There might also be other potential confounders we did not account for. For example, it is possible that the effect of tobacco-free pharmacy laws is magnified because the case cities are more likely to have big box stores with pharmacies, which are also affected by the sales ban. Because the demographic data at city-level were not available quarterly or yearly, the demographic factors included in the model were not time dependent. There might be residual confounding on the change of demographics over time. In addition, merely controlling for the unemployment rate at the city level in the model may not fully account for the economic circumstance, such as the recession from 2008 to 2010, as well as the variation in socioeconomic status, such as household income and educational level.

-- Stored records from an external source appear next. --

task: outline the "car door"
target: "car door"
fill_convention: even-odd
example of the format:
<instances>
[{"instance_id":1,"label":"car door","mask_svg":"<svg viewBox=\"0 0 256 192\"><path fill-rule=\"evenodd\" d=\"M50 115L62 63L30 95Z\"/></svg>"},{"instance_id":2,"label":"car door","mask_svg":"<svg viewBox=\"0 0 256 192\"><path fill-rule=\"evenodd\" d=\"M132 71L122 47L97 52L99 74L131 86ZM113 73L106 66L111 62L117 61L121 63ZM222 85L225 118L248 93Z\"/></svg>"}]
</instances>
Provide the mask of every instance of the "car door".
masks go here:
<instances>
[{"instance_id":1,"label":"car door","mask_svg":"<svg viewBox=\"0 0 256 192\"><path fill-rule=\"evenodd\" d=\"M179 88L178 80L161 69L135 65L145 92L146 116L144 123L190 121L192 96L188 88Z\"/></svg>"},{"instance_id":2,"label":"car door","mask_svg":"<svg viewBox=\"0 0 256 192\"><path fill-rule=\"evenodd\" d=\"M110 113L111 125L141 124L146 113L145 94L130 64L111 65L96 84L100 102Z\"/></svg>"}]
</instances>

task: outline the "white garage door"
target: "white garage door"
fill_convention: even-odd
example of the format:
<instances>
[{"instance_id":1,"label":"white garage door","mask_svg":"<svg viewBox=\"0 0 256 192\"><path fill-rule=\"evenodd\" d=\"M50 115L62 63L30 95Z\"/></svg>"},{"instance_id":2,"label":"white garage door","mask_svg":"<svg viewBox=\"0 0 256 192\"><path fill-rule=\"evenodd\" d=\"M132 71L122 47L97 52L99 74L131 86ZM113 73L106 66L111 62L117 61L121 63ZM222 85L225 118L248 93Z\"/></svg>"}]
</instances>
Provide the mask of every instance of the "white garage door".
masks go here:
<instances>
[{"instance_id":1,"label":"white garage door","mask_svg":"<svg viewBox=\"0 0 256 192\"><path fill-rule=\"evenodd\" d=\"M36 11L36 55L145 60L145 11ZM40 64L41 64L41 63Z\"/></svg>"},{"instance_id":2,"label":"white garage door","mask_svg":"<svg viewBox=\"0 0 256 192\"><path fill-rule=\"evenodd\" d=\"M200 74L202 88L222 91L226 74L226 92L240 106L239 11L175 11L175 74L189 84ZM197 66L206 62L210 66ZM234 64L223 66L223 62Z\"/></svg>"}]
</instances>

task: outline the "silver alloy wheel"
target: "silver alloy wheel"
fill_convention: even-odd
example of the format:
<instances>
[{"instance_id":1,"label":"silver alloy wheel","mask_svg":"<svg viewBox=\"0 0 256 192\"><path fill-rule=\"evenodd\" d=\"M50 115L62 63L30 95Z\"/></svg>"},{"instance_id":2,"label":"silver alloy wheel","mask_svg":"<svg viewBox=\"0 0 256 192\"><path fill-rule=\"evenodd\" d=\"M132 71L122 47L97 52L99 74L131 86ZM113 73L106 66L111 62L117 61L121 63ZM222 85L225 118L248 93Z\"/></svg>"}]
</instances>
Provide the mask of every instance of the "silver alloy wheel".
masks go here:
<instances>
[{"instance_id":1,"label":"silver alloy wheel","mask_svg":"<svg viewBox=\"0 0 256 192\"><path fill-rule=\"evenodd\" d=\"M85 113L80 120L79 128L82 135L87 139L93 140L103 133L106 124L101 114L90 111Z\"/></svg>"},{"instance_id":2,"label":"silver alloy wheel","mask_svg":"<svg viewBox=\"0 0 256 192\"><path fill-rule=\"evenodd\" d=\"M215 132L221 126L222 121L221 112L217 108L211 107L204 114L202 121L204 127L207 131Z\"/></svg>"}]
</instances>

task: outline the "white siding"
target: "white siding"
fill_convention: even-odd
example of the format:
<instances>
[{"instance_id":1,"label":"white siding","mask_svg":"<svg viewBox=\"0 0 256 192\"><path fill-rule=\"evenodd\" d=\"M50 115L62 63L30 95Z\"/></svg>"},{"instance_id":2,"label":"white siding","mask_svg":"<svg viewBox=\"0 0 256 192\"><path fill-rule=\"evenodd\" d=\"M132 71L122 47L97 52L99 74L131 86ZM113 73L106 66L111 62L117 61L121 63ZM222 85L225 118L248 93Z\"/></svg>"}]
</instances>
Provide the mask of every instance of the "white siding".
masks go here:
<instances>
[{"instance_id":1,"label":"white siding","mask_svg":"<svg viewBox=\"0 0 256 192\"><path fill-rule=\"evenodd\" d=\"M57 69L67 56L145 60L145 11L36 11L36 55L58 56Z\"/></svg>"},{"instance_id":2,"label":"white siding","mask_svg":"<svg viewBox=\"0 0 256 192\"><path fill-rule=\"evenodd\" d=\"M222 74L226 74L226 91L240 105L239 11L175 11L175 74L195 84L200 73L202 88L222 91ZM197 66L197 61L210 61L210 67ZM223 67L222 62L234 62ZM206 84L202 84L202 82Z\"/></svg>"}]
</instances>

In conclusion, this study suggests that tobacco-free pharmacy laws can effectively reduce tobacco retailer density, which may further decrease the accessibility of tobacco products and limit exposure to tobacco displays and advertisements. Future research should further investigate the underlying mechanism of the overall reduction in tobacco retailer density, the impacts of tobacco-free pharmacy laws on the revenues of pharmacies as well as other retailers, the impacts of such laws on illegal sales of tobacco products, and the effect on the prevalence of tobacco use, tobacco purchasing behavior, and smoking initiation and cessation.
HUMAN PARTICIPANT PROTECTION
No protocol approval was necessary because this study did not involve human participants.